To defuse the growing controversy, NYDH had its Associate Director for Regulatory Affairs, Betty Kusel, speak in early March at a regularly-scheduled NYSCLA meeting. Kusel, in a testy mood, declared that the law clearly stated compliance was to have begun on December 26, 2002 and any labs not complying with this law would be subject to immediate enforcement action by NYDH. She also noted that NYDH had sent Quest Diagnostics a letter in February to note deficiencies in Quest’s compliance with the December 26 trigger date and request compliance with same.
Labs Finally Get Serious
Following this meeting, most labs in New York began to seriously implement the new regulations. Consequently, it was only in recent weeks, on a wide scale, that the flow of lab supplies into physicians’ offices has begun to dry up. It is thus too early to gauge the true impact of these new laws, since only a small number of physicians have protested the loss of supplies with their laboratory or the NYDH.
For the collective lab industry, New York’s experience teaches an important lesson. A tenuous balance continues to exist. On one side are the pressures to run a tight compliance program. On the other side is the need for a lab to continually protect its clients from competing labs which may either blatantly violate the law or simply have a more liberal interpretation.

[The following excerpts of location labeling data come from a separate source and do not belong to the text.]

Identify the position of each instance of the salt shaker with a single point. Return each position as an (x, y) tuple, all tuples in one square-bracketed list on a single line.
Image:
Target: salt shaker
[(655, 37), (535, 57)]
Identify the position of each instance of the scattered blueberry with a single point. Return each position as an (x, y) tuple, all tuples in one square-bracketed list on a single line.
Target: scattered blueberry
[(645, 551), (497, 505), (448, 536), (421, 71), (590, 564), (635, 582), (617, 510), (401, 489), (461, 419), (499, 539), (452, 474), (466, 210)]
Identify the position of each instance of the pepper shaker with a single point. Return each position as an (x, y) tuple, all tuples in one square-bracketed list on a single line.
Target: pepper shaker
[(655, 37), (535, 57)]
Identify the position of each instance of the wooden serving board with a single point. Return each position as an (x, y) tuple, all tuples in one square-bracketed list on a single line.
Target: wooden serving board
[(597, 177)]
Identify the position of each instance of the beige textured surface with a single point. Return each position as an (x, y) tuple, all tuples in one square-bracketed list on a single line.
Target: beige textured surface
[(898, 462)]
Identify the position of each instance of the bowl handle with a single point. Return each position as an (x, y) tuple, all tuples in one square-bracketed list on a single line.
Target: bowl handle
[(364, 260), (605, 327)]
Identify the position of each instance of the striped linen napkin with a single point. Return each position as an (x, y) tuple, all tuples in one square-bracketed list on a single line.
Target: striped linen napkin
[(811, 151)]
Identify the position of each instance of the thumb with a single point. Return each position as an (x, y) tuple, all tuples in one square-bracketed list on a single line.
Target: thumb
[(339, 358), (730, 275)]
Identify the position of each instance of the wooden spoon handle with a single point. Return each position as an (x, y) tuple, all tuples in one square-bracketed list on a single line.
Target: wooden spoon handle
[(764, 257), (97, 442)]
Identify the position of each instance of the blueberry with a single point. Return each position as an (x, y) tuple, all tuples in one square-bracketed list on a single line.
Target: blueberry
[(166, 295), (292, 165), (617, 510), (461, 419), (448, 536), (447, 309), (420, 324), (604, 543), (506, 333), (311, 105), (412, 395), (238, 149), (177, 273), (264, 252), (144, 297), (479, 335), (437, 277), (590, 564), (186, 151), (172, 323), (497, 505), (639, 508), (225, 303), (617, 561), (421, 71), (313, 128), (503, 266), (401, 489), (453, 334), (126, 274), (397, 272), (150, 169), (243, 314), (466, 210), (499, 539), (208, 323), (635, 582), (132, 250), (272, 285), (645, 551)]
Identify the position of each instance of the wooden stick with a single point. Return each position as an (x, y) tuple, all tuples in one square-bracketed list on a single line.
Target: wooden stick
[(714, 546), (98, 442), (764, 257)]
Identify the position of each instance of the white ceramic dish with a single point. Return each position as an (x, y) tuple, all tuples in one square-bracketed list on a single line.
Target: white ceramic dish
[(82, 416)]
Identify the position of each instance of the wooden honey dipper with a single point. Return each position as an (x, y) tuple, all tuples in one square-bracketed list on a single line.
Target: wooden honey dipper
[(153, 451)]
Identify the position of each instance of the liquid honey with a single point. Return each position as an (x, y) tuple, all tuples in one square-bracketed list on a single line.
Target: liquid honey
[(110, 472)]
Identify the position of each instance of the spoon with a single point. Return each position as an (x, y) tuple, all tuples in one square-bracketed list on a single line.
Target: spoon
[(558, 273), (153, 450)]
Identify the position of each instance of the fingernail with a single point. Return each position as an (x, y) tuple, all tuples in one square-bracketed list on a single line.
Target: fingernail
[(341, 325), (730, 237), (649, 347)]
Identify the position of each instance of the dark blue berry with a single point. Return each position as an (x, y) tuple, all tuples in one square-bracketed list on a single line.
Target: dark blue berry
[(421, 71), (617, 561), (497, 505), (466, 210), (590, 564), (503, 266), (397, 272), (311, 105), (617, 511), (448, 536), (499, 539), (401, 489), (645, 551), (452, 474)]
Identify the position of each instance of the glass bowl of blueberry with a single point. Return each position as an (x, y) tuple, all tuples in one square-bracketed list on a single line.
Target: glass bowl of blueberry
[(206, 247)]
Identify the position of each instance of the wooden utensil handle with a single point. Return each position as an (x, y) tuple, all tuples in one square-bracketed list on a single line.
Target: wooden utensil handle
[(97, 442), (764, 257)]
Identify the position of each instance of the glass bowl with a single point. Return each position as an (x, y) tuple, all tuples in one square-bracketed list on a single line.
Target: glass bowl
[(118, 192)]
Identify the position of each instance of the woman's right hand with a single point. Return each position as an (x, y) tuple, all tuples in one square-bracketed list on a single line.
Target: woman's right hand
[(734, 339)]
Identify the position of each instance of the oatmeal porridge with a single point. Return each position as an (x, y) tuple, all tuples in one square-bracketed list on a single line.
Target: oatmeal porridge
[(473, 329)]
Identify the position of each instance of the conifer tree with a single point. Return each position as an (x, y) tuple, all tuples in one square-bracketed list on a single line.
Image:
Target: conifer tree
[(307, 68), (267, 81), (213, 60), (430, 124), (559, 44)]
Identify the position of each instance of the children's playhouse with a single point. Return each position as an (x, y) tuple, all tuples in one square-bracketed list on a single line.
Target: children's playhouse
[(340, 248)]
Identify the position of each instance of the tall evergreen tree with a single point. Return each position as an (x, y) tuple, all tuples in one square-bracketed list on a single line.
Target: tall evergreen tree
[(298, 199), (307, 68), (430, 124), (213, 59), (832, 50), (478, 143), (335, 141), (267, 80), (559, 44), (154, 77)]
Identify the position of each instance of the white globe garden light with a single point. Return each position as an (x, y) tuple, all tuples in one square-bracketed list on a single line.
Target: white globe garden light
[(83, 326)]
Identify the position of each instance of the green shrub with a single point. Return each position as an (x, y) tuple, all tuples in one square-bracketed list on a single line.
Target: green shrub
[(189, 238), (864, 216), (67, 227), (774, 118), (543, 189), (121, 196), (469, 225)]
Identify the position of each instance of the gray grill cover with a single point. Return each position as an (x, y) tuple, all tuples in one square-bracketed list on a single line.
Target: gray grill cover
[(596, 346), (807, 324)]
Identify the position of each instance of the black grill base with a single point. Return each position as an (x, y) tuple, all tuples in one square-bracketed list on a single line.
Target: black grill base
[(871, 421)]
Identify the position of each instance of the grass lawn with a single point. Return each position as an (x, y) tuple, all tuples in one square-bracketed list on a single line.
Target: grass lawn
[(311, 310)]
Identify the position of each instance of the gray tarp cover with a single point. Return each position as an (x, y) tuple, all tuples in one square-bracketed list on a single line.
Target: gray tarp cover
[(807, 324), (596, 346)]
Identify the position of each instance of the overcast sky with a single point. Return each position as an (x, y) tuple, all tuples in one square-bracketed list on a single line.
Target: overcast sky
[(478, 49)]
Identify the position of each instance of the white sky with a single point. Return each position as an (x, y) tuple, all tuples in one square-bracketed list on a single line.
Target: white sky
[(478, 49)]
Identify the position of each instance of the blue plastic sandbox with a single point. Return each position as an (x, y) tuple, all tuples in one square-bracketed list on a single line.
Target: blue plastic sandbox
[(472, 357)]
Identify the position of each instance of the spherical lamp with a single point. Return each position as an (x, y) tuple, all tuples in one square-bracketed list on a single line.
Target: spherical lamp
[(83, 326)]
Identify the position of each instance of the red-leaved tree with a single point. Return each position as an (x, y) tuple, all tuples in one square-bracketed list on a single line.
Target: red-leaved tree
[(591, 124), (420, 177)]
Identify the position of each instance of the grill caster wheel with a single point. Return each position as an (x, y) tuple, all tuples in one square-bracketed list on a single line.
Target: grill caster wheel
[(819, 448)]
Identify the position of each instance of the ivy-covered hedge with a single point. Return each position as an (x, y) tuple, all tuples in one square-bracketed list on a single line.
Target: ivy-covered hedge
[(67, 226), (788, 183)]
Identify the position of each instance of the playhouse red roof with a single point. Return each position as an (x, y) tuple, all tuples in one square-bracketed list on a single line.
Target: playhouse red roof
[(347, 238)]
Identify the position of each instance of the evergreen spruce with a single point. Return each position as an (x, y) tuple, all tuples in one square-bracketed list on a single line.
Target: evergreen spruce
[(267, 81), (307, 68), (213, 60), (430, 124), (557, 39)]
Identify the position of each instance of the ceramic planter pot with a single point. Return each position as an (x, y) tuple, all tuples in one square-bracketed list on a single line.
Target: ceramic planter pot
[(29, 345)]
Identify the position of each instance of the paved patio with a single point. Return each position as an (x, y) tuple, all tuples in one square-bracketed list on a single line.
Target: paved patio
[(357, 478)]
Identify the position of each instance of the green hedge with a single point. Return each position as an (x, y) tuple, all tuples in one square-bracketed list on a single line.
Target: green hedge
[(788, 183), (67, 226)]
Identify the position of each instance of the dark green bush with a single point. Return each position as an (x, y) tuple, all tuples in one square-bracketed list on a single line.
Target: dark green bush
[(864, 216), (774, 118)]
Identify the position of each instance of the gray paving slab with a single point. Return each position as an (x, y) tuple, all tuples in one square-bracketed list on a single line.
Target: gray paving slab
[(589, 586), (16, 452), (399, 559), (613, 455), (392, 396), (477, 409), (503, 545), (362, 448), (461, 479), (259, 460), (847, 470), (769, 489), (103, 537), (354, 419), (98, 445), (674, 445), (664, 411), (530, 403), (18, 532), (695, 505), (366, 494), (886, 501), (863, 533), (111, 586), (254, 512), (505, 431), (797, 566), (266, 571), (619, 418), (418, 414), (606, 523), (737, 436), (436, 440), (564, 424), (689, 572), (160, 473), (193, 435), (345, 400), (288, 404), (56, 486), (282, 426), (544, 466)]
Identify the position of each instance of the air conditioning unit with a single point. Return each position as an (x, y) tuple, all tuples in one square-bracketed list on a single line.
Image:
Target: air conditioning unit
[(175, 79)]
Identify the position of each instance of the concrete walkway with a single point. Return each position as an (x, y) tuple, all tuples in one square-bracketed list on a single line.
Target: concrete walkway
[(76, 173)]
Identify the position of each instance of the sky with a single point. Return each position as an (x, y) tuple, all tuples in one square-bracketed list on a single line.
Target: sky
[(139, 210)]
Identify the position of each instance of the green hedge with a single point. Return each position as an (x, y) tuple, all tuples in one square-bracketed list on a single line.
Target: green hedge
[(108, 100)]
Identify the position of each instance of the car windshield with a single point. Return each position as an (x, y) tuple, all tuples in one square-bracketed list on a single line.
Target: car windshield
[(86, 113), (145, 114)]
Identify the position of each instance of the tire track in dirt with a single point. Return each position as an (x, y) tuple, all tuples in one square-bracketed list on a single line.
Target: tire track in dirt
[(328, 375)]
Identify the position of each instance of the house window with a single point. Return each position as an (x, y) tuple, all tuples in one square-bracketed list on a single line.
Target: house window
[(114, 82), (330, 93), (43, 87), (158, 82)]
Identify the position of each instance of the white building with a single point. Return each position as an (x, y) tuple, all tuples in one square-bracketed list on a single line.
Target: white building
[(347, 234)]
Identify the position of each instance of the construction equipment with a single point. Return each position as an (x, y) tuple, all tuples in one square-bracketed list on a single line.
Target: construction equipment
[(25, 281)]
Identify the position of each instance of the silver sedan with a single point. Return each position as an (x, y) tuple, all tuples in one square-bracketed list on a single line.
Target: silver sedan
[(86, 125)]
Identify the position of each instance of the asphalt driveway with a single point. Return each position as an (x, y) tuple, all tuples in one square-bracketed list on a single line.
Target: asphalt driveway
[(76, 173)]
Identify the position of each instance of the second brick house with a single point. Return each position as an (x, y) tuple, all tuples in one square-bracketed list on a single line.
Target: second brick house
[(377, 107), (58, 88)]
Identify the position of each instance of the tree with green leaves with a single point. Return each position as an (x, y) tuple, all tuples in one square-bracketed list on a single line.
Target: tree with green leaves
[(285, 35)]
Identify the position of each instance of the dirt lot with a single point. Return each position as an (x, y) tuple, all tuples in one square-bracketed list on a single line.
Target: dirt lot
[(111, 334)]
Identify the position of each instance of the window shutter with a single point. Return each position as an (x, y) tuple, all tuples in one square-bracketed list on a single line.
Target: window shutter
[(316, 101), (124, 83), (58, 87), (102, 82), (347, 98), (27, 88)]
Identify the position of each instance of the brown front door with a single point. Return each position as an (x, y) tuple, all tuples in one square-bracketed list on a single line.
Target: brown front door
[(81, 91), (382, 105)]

In numerous interviews with lab executives from New York, attorneys, and other involved parties, THE DARK REPORT believes it is likely Quest Diagnostics Incorporated was trying to take a lead role in implementing compliance by publicly declaring an implementation date (its January 2002 letter to physicians with a March 15 target), thus signaling its plans to other laboratories. This was followed by discreet contacts with competing labs to verify that industry-wide compliance would occur at or around that date.
No lab executive or pathologist would be surprised at the catfight which resulted as New York’s labs jockied to comply with the new law in such as way as to not anger their physician-clients.